当前位置: X-MOL 学术Int. J. Intell. Syst. › 论文详情
Our official English website, www.x-mol.net, welcomes your feedback! (Note: you will need to create a separate account there.)
A fuzzy data augmentation technique to improve regularisation
International Journal of Intelligent Systems ( IF 7 ) Pub Date : 2021-11-08 , DOI: 10.1002/int.22731
Rukshima Dabare 1, 2 , Kok Wai Wong 1 , Mohd Fairuz Shiratuddin 1 , Polychronis Koutsakis 1

Deep learning (DL) has achieved superior classification in many applications due to its capability of extracting features from the data. However, the success of DL comes with the tradeoff of possible overfitting. The bias towards the data it has seen during the training process leads to poor generalisation. One way of solving this issue is by having enough training data so that the classifier is invariant to many data patterns. In the literature, data augmentation has been used as a type of regularisation method to reduce the chance for the model to overfit. However, most of the relevant works focus on image, sound or text data. There is not much work on numerical data augmentation, although many real-world problems deal with numerical data. In this paper, we propose using a technique based on Fuzzy C-Means clustering and fuzzy membership grades. Fuzzy-related techniques are used to address the variance problem by generating new data items based on fuzzy numbers and each data item's belongings to different fuzzy clusters. This data augmentation technique is used to improve the generalisation of a Deep Neural Network that is suitable for numerical data. By combining the proposed fuzzy data augmentation technique with the Dropout regularisation technique, we manage to balance the classification model's bias-variance tradeoff. Our proposed technique is evaluated using four popular data sets and is shown to provide better regularisation and higher classification accuracy compared with popular regularisation approaches.
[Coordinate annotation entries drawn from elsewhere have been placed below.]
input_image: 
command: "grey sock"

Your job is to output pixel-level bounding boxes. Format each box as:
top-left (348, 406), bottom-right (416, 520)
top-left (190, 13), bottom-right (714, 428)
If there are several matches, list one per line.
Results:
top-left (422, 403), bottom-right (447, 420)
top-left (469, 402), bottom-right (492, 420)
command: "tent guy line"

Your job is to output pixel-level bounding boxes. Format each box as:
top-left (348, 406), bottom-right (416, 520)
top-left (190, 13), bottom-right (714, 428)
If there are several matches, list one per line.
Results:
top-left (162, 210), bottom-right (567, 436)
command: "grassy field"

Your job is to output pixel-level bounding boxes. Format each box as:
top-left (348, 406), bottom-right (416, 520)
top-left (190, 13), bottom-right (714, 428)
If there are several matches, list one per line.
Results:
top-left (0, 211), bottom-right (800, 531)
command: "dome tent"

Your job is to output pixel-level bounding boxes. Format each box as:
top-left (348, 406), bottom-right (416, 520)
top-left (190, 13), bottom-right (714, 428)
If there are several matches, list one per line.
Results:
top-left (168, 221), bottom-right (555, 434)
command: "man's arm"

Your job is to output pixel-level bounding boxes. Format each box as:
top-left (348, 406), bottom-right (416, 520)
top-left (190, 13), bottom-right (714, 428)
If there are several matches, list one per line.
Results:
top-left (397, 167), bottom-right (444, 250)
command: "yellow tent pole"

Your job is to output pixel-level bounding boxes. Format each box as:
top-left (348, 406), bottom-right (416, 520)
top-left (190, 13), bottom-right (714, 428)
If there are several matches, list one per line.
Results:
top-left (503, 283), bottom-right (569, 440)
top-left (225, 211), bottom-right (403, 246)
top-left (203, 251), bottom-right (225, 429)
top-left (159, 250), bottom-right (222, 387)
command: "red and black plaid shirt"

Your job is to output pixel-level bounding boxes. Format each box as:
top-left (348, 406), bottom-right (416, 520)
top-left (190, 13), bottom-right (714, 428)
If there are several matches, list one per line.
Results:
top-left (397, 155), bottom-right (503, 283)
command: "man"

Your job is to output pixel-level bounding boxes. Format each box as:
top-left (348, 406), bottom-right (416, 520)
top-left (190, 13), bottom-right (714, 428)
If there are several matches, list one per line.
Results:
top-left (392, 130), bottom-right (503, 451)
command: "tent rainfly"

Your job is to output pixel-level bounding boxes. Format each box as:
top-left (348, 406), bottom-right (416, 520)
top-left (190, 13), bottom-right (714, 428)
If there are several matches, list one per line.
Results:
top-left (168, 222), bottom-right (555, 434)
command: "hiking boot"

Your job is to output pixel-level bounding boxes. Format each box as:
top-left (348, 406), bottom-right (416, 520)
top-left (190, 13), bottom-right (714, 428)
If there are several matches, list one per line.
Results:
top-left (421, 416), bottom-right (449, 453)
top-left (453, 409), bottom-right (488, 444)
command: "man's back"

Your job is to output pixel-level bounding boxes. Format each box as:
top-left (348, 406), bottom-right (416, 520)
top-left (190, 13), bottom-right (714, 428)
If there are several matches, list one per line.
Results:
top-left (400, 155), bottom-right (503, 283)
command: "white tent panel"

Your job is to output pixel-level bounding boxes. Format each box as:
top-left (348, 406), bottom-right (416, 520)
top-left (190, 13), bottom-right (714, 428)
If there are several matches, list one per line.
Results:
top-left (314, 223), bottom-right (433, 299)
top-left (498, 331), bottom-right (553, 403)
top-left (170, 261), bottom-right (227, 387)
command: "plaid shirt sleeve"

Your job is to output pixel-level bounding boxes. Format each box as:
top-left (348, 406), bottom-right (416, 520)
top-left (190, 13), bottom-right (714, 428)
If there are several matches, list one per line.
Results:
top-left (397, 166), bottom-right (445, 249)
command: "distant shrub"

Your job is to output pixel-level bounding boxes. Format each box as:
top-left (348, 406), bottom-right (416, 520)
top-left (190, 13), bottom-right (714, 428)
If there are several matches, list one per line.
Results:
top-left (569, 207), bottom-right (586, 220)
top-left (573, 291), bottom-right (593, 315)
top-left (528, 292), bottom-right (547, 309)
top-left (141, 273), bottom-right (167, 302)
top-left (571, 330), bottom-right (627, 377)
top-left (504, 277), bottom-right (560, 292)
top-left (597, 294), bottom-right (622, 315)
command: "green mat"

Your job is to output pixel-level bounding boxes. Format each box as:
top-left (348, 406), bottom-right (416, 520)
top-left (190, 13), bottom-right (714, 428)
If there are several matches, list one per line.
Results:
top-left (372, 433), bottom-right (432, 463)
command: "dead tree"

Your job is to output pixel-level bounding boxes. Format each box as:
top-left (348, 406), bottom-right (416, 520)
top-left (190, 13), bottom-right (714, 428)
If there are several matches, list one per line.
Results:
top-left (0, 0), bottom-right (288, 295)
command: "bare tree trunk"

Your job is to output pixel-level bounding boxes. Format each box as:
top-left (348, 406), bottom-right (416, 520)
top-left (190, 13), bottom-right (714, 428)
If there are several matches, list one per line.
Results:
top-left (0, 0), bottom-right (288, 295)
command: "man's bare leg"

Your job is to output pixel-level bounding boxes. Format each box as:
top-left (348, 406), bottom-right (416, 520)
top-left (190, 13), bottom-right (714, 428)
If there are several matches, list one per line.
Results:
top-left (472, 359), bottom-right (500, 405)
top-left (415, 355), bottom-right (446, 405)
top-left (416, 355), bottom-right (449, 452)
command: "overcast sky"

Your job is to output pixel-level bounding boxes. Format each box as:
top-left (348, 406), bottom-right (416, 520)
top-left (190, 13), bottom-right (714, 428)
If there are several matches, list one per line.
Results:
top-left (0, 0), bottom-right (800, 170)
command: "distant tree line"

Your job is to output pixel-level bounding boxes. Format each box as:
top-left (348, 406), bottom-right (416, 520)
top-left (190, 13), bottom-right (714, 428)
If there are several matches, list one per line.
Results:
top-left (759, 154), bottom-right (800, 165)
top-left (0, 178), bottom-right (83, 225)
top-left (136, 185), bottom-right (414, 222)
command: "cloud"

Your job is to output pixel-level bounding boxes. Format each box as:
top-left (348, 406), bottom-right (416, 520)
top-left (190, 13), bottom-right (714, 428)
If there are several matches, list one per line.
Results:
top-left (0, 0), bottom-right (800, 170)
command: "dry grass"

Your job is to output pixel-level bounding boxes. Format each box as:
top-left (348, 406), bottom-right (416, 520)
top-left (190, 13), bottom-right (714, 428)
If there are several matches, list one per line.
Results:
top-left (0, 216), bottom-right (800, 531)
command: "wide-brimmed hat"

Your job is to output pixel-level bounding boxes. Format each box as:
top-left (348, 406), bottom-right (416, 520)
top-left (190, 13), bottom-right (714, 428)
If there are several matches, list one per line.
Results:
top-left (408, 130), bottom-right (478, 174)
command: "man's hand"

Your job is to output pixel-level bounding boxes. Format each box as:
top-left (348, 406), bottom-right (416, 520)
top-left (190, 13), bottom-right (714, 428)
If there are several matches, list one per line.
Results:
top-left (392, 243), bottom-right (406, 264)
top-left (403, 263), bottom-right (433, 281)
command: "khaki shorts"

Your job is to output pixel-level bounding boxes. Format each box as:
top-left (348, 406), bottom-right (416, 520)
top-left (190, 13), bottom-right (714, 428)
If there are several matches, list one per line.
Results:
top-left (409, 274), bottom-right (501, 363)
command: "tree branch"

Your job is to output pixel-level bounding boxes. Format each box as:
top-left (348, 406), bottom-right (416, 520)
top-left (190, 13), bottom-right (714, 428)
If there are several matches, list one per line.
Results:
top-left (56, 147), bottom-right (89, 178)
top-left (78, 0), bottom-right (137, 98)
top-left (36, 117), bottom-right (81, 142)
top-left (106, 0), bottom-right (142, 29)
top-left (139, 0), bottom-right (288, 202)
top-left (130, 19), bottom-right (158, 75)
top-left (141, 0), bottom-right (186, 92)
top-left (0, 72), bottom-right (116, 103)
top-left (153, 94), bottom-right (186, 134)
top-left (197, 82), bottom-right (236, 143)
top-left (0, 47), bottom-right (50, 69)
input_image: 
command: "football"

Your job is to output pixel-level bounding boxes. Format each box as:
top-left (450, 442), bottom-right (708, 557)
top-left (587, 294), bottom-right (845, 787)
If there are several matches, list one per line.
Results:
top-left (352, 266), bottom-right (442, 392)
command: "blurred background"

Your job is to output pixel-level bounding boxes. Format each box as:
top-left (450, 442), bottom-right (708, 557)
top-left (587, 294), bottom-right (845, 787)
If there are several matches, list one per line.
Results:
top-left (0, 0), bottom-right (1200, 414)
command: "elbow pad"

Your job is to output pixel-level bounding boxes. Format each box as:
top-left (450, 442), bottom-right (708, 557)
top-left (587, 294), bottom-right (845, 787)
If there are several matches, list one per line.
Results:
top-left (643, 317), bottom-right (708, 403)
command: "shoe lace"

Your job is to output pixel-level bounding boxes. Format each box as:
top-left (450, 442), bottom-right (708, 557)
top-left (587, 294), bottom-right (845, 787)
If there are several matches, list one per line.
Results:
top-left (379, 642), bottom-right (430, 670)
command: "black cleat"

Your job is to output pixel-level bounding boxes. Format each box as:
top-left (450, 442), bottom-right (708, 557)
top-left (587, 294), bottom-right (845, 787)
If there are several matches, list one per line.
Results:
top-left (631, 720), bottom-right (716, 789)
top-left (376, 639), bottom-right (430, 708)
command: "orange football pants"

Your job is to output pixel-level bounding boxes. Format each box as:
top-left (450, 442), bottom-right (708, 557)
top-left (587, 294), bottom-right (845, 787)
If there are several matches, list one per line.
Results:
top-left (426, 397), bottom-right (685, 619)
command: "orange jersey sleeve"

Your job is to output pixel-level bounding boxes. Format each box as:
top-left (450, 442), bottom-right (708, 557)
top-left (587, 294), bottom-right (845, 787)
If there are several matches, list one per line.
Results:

深度学习 (DL) 由于能够从数据中提取特征,因此在许多应用中实现了卓越的分类。然而,DL 的成功伴随着可能的过度拟合的权衡。对训练过程中看到的数据的偏见导致泛化能力差。解决此问题的一种方法是拥有足够的训练数据,以便分类器对许多数据模式保持不变。在文献中,数据增强已被用作一种正则化方法,以减少模型过拟合的机会。然而,大多数相关工作都集中在图像、声音或文本数据上。尽管许多现实世界的问题都涉及数值数据,但在数值数据增强方面的工作并不多。在本文中,我们建议使用基于 Fuzzy C的技术- 表示聚类和模糊成员等级。模糊相关技术用于通过基于模糊数生成新数据项以及每个数据项属于不同的模糊聚类来解决方差问题。这种数据增强技术用于改进适用于数值数据的深度神经网络的泛化能力。通过将所提出的模糊数据增强技术与 Dropout 正则化技术相结合,我们设法平衡了分类模型的偏差-方差权衡。我们提出的技术使用四个流行的数据集进行评估,与流行的正则化方法相比,它显示出提供更好的正则化和更高的分类精度。